Any leftover roast beef and garlic sauce can be used for French-dip sandwiches.
3 whole garlic heads
2 cups fat-free beef broth, divided
4 teaspoons dried marjoram, divided
1 teaspoon salt, divided
8 garlic cloves, peeled
2 large shallots, peeled
1 (4-pound) lean eye-of-round roast
1/2 teaspoon pepper
1 tablespoon brandy
How to Make It
Preheat oven to 350°.
Remove white papery skin from garlic heads (do not peel or separate the cloves). Place garlic heads in a 1-quart baking dish; add 1/2 cup broth. Cover and bake at 350° for 1 hour. Cool 10 minutes; remove garlic heads, reserving cooking liquid. Separate cloves; squeeze to extract garlic pulp, and discard skins. Place reserved cooking liquid, garlic pulp, 1 1/2 cups broth, 1 teaspoon marjoram, and 1/2 teaspoon salt in a food processor; process until smooth. Set garlic sauce aside.

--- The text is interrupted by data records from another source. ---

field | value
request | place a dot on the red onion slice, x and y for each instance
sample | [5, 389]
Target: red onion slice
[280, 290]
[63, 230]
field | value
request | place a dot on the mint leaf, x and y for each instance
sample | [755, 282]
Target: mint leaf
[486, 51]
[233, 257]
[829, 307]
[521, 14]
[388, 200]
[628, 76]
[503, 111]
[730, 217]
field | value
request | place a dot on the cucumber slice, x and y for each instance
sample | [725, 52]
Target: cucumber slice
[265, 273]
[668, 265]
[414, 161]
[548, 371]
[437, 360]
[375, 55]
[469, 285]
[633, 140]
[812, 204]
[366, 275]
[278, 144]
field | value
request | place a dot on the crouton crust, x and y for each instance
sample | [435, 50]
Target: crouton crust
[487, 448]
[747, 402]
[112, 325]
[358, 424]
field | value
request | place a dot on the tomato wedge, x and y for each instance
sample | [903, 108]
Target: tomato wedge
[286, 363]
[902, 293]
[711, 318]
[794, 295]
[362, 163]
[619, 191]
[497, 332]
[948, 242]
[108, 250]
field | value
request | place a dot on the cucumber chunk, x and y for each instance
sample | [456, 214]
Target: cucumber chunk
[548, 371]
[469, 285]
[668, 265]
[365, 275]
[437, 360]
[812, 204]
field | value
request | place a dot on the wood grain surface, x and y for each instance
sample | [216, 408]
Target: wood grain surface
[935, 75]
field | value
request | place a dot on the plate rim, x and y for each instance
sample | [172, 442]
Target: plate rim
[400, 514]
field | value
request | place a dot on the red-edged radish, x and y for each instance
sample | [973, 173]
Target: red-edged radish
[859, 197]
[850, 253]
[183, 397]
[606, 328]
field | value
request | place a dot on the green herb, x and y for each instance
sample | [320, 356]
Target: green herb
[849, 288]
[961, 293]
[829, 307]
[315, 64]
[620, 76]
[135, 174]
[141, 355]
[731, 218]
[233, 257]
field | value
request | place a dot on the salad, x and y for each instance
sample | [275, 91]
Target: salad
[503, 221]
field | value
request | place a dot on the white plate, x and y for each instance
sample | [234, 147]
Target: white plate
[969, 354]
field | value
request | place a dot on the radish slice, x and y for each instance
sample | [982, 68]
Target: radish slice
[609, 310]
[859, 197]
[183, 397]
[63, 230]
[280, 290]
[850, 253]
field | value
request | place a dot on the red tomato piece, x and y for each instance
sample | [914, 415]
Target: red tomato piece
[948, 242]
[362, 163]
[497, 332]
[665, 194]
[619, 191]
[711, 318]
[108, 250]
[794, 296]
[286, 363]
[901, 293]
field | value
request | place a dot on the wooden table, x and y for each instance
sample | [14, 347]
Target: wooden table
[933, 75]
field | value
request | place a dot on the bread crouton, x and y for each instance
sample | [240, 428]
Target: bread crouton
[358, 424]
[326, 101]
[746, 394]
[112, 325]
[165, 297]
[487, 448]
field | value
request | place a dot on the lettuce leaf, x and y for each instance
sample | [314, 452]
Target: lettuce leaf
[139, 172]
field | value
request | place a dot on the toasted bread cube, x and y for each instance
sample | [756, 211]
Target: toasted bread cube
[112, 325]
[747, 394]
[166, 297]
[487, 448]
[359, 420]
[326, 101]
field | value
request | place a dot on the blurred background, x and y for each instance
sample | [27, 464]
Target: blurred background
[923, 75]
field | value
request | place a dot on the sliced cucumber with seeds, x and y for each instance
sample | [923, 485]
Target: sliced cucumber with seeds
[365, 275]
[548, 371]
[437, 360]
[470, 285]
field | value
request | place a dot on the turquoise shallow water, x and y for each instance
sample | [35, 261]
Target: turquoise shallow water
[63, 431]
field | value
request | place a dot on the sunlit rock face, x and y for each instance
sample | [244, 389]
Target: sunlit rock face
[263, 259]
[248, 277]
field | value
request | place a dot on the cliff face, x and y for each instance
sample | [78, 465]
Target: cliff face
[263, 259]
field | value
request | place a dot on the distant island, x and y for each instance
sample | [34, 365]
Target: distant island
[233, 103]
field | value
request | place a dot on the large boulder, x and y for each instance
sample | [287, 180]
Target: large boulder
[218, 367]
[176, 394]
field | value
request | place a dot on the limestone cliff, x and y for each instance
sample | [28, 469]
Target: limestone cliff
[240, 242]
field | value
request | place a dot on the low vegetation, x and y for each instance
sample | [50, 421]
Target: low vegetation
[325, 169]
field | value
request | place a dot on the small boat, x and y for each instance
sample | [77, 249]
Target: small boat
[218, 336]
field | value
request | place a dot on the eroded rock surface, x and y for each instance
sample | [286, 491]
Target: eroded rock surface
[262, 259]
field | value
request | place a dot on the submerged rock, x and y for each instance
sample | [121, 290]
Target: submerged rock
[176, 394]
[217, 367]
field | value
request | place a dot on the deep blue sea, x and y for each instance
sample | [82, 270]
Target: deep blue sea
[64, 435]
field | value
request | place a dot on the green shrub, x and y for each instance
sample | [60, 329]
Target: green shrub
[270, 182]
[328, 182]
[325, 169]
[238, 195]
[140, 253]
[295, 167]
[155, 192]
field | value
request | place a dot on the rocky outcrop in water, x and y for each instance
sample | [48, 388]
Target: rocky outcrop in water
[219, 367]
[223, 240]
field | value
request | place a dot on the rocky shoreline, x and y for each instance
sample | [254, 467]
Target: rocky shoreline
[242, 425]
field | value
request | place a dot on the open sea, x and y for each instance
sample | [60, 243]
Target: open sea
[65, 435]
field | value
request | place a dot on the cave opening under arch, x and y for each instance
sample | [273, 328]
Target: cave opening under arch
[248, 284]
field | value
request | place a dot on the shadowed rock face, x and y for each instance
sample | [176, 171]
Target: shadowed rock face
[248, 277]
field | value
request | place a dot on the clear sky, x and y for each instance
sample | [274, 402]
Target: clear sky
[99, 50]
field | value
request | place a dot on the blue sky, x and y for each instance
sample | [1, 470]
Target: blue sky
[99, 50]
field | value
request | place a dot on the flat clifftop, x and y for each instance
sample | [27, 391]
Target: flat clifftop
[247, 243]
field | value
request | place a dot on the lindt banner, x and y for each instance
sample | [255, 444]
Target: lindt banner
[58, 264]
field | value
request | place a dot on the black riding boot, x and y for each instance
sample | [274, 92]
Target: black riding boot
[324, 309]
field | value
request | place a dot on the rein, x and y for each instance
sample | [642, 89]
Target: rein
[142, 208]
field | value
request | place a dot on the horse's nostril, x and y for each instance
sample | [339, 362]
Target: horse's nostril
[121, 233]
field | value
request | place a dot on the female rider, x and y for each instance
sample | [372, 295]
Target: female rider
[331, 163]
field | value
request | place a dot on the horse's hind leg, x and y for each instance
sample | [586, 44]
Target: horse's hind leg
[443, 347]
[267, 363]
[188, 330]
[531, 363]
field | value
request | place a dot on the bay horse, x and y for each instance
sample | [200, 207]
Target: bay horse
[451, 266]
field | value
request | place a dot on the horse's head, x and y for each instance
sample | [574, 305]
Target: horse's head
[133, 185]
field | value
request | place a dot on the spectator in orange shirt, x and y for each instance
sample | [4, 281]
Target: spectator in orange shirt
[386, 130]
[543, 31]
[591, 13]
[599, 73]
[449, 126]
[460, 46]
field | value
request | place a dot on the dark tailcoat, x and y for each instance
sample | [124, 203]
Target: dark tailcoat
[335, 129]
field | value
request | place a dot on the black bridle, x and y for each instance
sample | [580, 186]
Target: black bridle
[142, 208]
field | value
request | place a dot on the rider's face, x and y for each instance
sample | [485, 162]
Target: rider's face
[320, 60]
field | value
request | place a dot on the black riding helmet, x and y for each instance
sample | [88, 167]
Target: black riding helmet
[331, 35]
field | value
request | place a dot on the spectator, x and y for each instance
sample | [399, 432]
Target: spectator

Combine 3 teaspoons marjoram, 1/2 teaspoon salt, 8 garlic cloves, and shallots in a food processor; process to a coarse paste. Trim fat from roast; make 3/4-inch-deep slits into roast. Spoon 1/4 teaspoon marjoram paste into each slit; rub roast with remaining paste. Sprinkle roast with pepper. Cover and chill 1 hour.
Preheat oven to 325°.
Place roast on a broiler pan; insert meat thermometer into thickest portion of roast. Bake at 325° for 2 hours or until thermometer registers 145° (medium-rare) or desired degree of doneness. Place roast on a platter; cover with foil. Let stand 15 minutes. Set pan and drippings aside.
Add brandy and 1/2 cup garlic sauce to broiler pan, scraping the pan to loosen browned bits. Combine brandy mixture and remaining garlic sauce in a saucepan; bring to a boil. Cut roast across grain into very thin slices; serve with garlic sauce.
Eye of round is not my favorite cut of beef. This recipe made it into something better than it normally is. It's a lot of cooking time, but not a lot of work. We served it with roasted potatoes and a salad. Beef was moist.
Please read and make before reviewing. Recipe directions are clear. Ignore the reviewer who didn't even make the recipe. The beef was good and the sauce was tasty. I would serve this to company if pinching pennies and wanted to serve my company beef. Otherwise it's good for a Sunday family dinner.
Made this for Christmas dinner (2008), and really enjoyed it. Had to substitute a number of ingredients (onions for shallots, onion soup for beef broth, spiced rum for brandy), and it turned out amazing. Highly recommend the recipe, but it does take a fair amount of effort and time. Worth it for a special occasion.